PillPack is a small but growing player in the online and mail-order prescription industry. The company, which was founded in 2013, is set to surpass the $100 million mark in revenues for the current year. The online pharmacy is currently operating in the niche market of pre-sorted prescriptions, serving clientele with complex and chronic disorders. It is an underserved market set to grow as average life spans continue to increase, and more people are diagnosed with long-term conditions like diabetes and heart disease.
Despite the relatively minor position PillPack holds in the field, the company is licensed across all fifty states. It is an in-network provider for a number of benefits managers, including rival CVS, and several within the lucrative Medicare Part B program. This allows a retailer like Amazon, lacking a historical foothold in the field, to sidestep the regulatory hurdles necessary for entry to the market. As recently as April, Wal-Mart was said to be offering less than $1 billion to purchase PillPack, the amount thought to be Amazon’s price tag.
PillPack also comes with an established program for care management, known as PharmacyOS. Programs like PharmacyOS that assist patients with often-complex prescription regimes are seen as a key component in the drive to reduce American health care costs. Compliant patients are less likely to require costly hospitalizations or see their conditions deteriorate into more serious issues.
The acquisition comes as Amazon, along with partners Berkshire Hathaway and JP Morgan Chase, has continued development of its venture into health insurance.
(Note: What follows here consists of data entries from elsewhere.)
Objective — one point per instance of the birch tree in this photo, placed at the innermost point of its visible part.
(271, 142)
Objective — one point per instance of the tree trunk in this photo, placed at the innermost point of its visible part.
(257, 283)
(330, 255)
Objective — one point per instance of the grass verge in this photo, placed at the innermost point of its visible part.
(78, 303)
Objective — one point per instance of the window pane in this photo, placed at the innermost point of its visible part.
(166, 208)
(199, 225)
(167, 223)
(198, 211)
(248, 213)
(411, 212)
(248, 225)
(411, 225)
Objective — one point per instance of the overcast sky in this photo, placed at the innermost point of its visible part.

The aims of this partnership have been largely obscured behind layers of privacy, familiar to anyone who has followed the company’s expansion. The project remains unnamed, but the group recently announced it had secured a CEO, Massachusetts surgeon, and author Atul Gawande. For now, all that has been publicly announced is the venture’s stated aim to deliver cheaper, more effective care to employees of the three partners.
As for what the pharmacy deal may mean to the industry, it is hard to say. This could be the shot in the arm the field needs, forcing traditional pharmacies down new and innovative paths to remain competitive. The markets are already betting on the venture, with established companies like CVS and Walgreens experiencing a large drop in shares, while Amazon is up over $5.5 billion since the announcement was made.
For a company that already sells groceries and medical supplies, and just about anything else on the planet, PillPack seems like a logical progression. It is doubtful that brick-and-mortar pharmacies will vanish completely, but Amazon, now with a pharmacy under its umbrella, is positioning itself to upset the status quo; aiming straight for the heart of the pharmacy industry.